Abstract: ISDC Science Forum 2023
Mastewal Yami, Independent Researcher, Early Career Scientist
Integrating gender and youth in Agricultural Research and Innovation (R & I) is important for strengthening the impact and inclusiveness of the research initiatives. The integration is more critical in Africa due to the prevalence of exclusive gender and age norms that undermine the place and role of women and youth in the food systems. There is increased recognition among the research and development community that effective gender and youth integration in R & I would help increase the adoption of products, services, and processes of R & I. In addition, youth and women are likely to rapidly adopt and scale innovation and technology to increase its accessibility to end users.
This study examined current discussions on gender and youth integration across projects with particular emphasis on the Food and Nutrition Security and Sustainable Agriculture (FNSSA) project database. The desk review was supplemented by 30 key informant interviews, and an interactive workshop with key stakeholders working on gender and youth integration issues across Africa. The study used the gender integration continuum conceptual framework, which was spearheaded by the Interagency Gender Working Group (IGWG). This framework was proposed to critically examine the different approaches across the continuum to increase the understanding of how gender integration, or the lack of it, determines the impact of the R & I projects on women and youth.
The findings suggest that gender and youth inclusion was primarily project-based and was strongly tied to donor requirements. Meaning, projects that strongly included women and youth were mainly designed to target them as a primary or the only target. Some R & I projects made promising efforts in developing youth and gender-specific work packages as well as action plans outlining the end-to-end engagement of men, women, and youth in R & I. However, there was an imbalance in gender integration vis-à-vis youth integration as youth got little consideration in the R & I policies and practices, thereby reinforcing intergenerational inequality. Factors limiting youth and gender integration in R & I included inadequate gender expertise and competence and women and youth’s insufficient access to leadership roles, therefore, limiting their participation at decision-making levels.

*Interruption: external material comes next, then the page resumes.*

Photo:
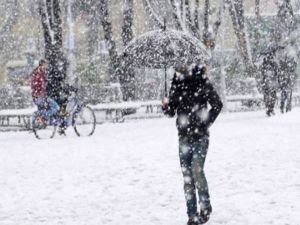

In conclusion, gender and youth inclusion and participation in R&I requires a holistic approach, one that considers the critical role they can play in innovation scaling. Consequently, there is a need to separate gender and youth in R&I interventions as youth represent a heterogenous group and their distinctive roles can significantly impact Africa’s food system. This could be an entry point for increasing the positive impact of R & I projects on livelihoods, gender equality, women’s empowerment, and entrepreneurship.
Mastewal Yami Degefa
Mastewal Yami Degefa is an independent researcher in social inclusion and agriculture. Her research interests include inclusiveness of agricultural policy processes, and governance issues on land and water resources in Eastern Africa. She took part in numerous studies in international research institutions, and bilateral and multilateral agencies. She conducted trainings on policy and institutional analysis, explorative research design and qualitative research methods. Prior posts include policy scientist at the International Institute of Tropical Agriculture (IITA) and post-doctoral fellow at the International Water Management Institute (IWMI). Mastewal holds a Ph.D. in Agricultural Sciences from BOKU University of Natural Resources and Applied Life sciences, Centre for Development Research, Vienna, Austria in 2010.